Technology Transfer Pervades the Business End of Climate Talks

Buried throughout the text of a climate change bill that Senate Foreign Relations Chairman John Kerry introduced this month are no fewer than 17 references to U.S. companies’ intellectual property rights and the necessity of protecting them.

It’s a testament to the low-profile, highly complicated and perhaps unlikely role that patent law is playing as U.S. negotiators in Copenhagen and lawmakers back in the House and Senate try to negotiate a global climate deal and a U.S. emissions cap.

Many developing countries, including China, have argued that if they agree to cap carbon emissions, they should get access to the kind of technology that rich countries have had a head start in developing. Some developing countries want the ability to issue “compulsory licenses,” which would allow them to use blueprints designed in the United States to build their own emissions technology — essentially free of cost.

That could cost American businesses billions of dollars in lost revenue and potentially remove their incentive to invest in the new technology. And it would affect the very companies that have been most supportive of congressional Democrats’ effort to write a climate change law: technology companies, like General Electric Co., that stand to make billions from rising demand for technology to limit carbon emissions.

As a result, negotiators and lawmakers like Kerry, D-Mass., are treading carefully, promising to protect intellectual property rights but looking for ways to deal with the reality that patents on technology from the developed world can prevent some poor countries from dealing with climate change.

“There’s going to have to be some kind of recognition of the issue of technology transfer, and it may have to be some sort of subsidy . . . but it would be an absolute disaster if the vehicle for doing that was any kind of limit on property rights,” says Bruce Lehman, undersecretary of Commerce for intellectual property and commissioner of the U.S. Patent and Trademark Office during the Clinton administration.

Under international trade rules, compulsory licensing effectively allows the government in a developing country to grant its companies the right outside of a patent to manufacture products made elsewhere, with only “adequate remuneration” going to the patent holder. It was used most famously in the 1990s, when non-governmental organizations pressured Western pharmaceutical companies to permit poorer countries to produce cheaper versions of drugs to combat HIV/AIDS and malaria.
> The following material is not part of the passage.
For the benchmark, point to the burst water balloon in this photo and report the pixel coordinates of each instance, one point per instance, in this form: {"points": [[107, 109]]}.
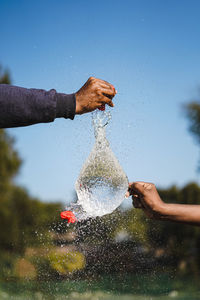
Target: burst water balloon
{"points": [[102, 183]]}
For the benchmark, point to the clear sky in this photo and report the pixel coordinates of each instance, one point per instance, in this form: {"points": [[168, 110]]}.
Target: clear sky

Developing governments and their allies seek to apply the same moral logic to the climate debate, arguing that strong intellectual property protections prevent poor countries from accessing needed technology. Many feel that smaller and poorer African, Asian and Latin American countries — unlike advanced developing countries such as China, India and Brazil — deserve help in accessing technology they cannot afford.
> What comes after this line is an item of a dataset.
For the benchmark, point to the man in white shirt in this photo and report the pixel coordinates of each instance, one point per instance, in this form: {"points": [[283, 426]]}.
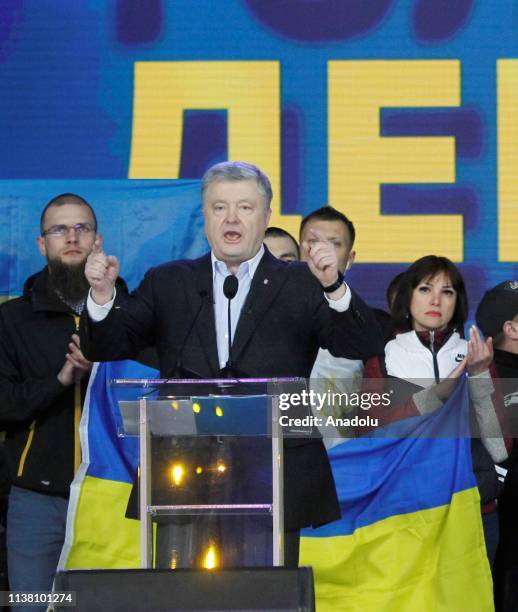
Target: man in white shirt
{"points": [[281, 314]]}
A potential solution is a global institution charged with getting smaller-scale clean-energy technology — not the type that will compete with investments by multinational companies — into the hands of developing countries, Robert Collier, a visiting scholar at the Center for Environmental Public Policy at the University of California at Berkeley, said by telephone from Copenhagen.

But when it comes to China, Lehman says any relaxation of intellectual property rights could take the research and development investment incentive away from U.S. companies and Silicon Valley venture capitalists. “China’s going to be one of the biggest markets for the sale of these technologies,” he said, noting that multinational companies “have to account to shareholders for more than just their national markets.”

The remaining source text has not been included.